Diretto da Ron Howard.
Con Sydney Sweeney, Jude Law, Daniel Brühl, Vanessa Kirby, Ana de Armas, Felix Kammerer, Toby Wallace, Jonathan Tittel, Ignacio Gasparini, Richard Roxburgh, Paul Gleeson, Thiago Moraes, Nicholas Denton, Tim Ross, Antonio Alvarez e Benjamín Gorroño.
SINTESI:
Basato su un resoconto reale di un gruppo di emarginati che si stabiliscono su un'isola remota solo per scoprire che la loro minaccia maggiore non è il clima brutale o la fauna mortale, ma gli uni gli altri.
Tratto da fatti reali, il stimato regista Ron Howard (in difficoltà ultimamente, soprattutto alla luce della qualità del suo ultimo film e delle conseguenze che ne sono derivate…) sembra incerto sul tono da adottare in Eden, uno sguardo a una lotta per il potere a Floreana, un'isola delle Galápagos, intorno alla Prima Guerra Mondiale.
Divisi in tre gruppi, tutti sono fuggiti dalla civiltà per un motivo o per l'altro; il dottor Friedrich Ritter (Jude Law) dedica il suo tempo a un manifesto per un nuovo, presunto modello di norme sociali più sensate e umane. È anche un ciarlatano che convince sua moglie, Dora Strauch (Vanessa Kirby), che questo esilio autoimposto gli darà la pace e il tempo necessari per concentrarsi sulla cura della sua sclerosi multipla. Le sue regole per una società più rispettabile comprendono tutto, dal vegetarianismo al solito sproloquio scontato sul dolore come ingrediente necessario per la crescita e la felicità.
Quel tranquillo isolamento viene interrotto innanzitutto dall'arrivo della famiglia Wittmer, che cerca di sfuggire alla guerra e alla povertà per vivere liberamente coltivando il proprio orto. Sydney Sweeney si cala perfettamente nel ruolo più tradizionalmente conservatore della moglie Margaret, attualmente incinta e in parte docile verso il marito, Heinz (Daniel Brühl), un uomo che aveva sposato non per amore ma per grave inesperienza, essendole stata chiesta la mano. Ciò non significa però che sia un ruolo noioso per Sydney Sweeney; anche se a volte non è del tutto convincente nell'aspetto (ci sono momenti in cui, anche nei costumi d'epoca, somiglia a una donna contemporanea) e nell'accento, la parte finale le offre ampia occasione per mostrare che, pur essendo spesso quieta e passiva, il suo personaggio possiede grande intelligenza ed è capace di prendere decisioni rischiose sotto pressione.
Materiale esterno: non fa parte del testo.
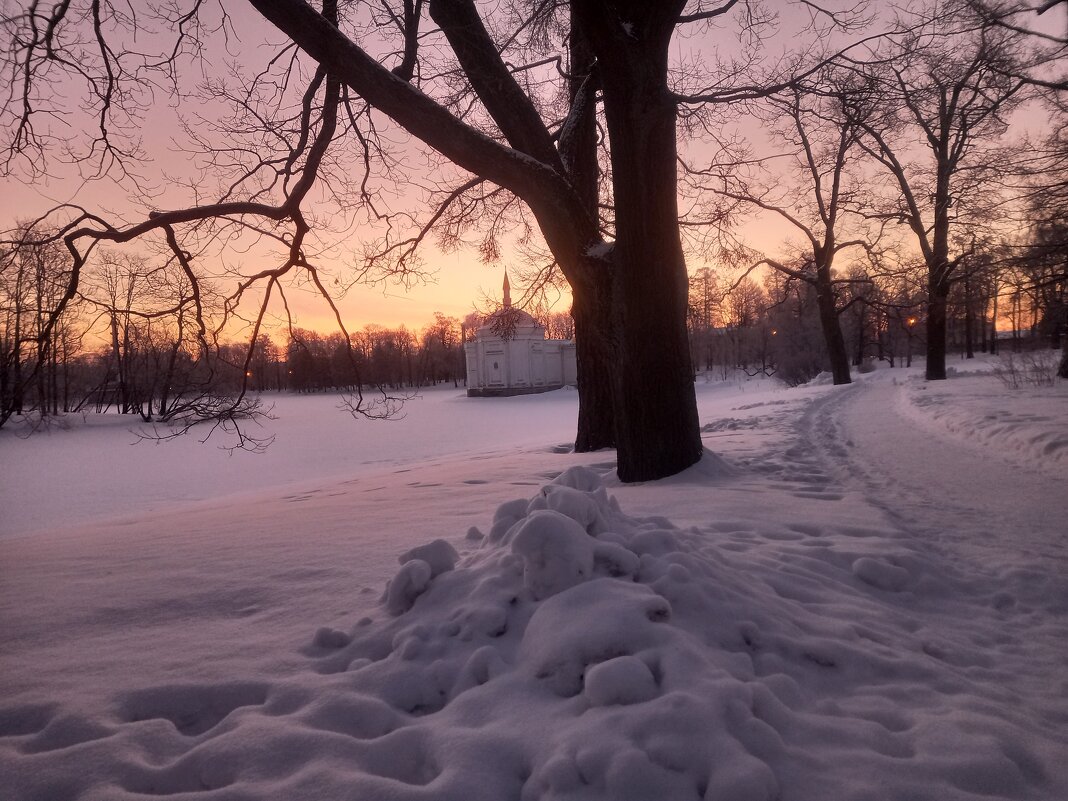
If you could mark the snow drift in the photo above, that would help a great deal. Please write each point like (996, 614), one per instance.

Poco dopo che il dottor Ritter li sistema apposta su un terreno che ritiene renderebbe impossibile coltivare e li spingerebbe a andarsene in poche settimane, compare inaspettatamente una baronessa viziata e civettuola (Ana de Armas) accompagnata da un paio di giovani e affascinanti yes-man (Jonathan Tittel e Felix Kammerer, noto per All Quiet on the Western Front) per fare di tutto: farla sentire importante, cucinare le sue scatolette, rubarne altre (in qualche modo lei stupidamente presume che quanto ha portato basterebbe per tutta la vita ed è troppo viziata per mangiare prodotti coltivati sull'isola), concedersi a rapporti sessuali e, ultimo ma non meno importante, farsi strada con manipolazioni per prendere il controllo dell'isola poiché intende costruire un lussuoso hotel riservato esclusivamente ai ricchi.
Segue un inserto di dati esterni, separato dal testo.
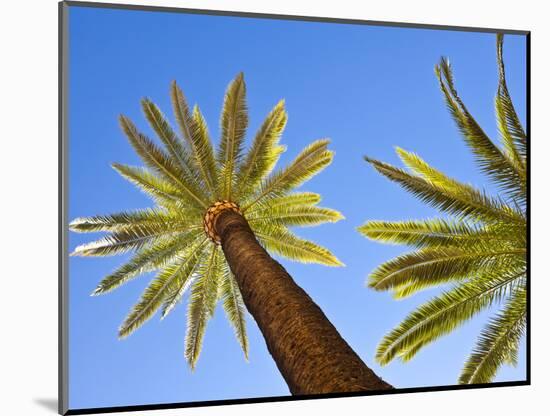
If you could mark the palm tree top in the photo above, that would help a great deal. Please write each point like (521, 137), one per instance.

Al dottor Ritter non importa nulla di queste persone; è pronto a metterle in circostanze sfortunate, mettendole l'una contro l'altra. La beffa è che queste persone sono o più adatte a questo stile di vita o più competenti di lui e di sua moglie, cosa che lo porta a iniziare a infrangere le regole del suo manifesto. Ognuna di loro (soprattutto la baronessa) sa quali leve premere per suscitare la sua rabbia e le sue insicurezze.
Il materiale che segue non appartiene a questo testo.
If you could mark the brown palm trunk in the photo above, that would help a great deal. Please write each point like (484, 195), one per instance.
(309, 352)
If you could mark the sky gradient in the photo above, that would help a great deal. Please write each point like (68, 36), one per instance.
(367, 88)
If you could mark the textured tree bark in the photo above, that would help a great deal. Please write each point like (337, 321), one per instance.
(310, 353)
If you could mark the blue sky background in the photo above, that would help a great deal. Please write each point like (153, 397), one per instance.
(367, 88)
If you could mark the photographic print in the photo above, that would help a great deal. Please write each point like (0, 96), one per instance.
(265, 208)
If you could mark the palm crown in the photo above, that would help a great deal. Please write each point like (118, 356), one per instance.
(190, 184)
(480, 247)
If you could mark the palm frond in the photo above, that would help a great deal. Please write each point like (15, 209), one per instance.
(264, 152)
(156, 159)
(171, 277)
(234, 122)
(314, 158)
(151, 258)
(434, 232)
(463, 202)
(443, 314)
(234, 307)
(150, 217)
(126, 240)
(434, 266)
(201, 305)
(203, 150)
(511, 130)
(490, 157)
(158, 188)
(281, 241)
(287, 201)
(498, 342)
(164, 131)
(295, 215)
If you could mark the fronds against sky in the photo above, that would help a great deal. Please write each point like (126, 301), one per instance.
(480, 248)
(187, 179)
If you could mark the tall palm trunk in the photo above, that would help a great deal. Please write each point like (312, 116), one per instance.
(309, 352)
Idea solida per un confronto psicologico a tre, l'approccio di Ron Howard (co-autore insieme a Noah Pink) è però un amalgama goffo di toni che non trova mai coesione. Qualsiasi scena che riguarda la baronessa è recitata in modo sopra le righe e in stile camp, in contrasto con i più seri tentativi di studio dei personaggi. Ana de Armas non è male qui, ma sembra in un film completamente diverso, uno che avrebbe potuto funzionare se quel tono fosse stato coerente in tutto il film. A rafforzare questa impressione c'è il fatto che, una volta che il suo personaggio esce dalla storia per ragioni che non sveleremo, la frattura drammatica tra gli altri due gruppi diventa improvvisamente avvincente, con uno strato di intrigo mortale e impulsi più oscuri. Con poco più di due ore, Eden è anche un film che beneficia di una tale durata, permettendo lunghe sequenze dedicate a ogni gruppo e lasciando ai personaggi spazio per respirare al di fuori del quadro generale.
Eden riserva un'ultima frustrazione quando iniziano i titoli di coda, sottolineando che esistono due prospettive diverse di questi resoconti fattuali. Come Ron Howard e Noah Pink siano giunti alla storia che raccontano qui è pura speculazione (presumibilmente cercando di trovare la verità nel mezzo), ma questa informazione suggerisce un approccio narrativamente più creativo e ambizioso alla vicenda. Ciò non garantisce che sarebbe stato migliore, ma, a parte la curiosità intrigante di vedere praticamente tutte le star femminili di Hollywood in un unico film cimentarsi in giochi mentali per la supremazia su un'isola, il film oscilla tra il secco e l'eccessivamente bizzarro, senza mai trovare una via di mezzo efficace fino a quando non è troppo tardi.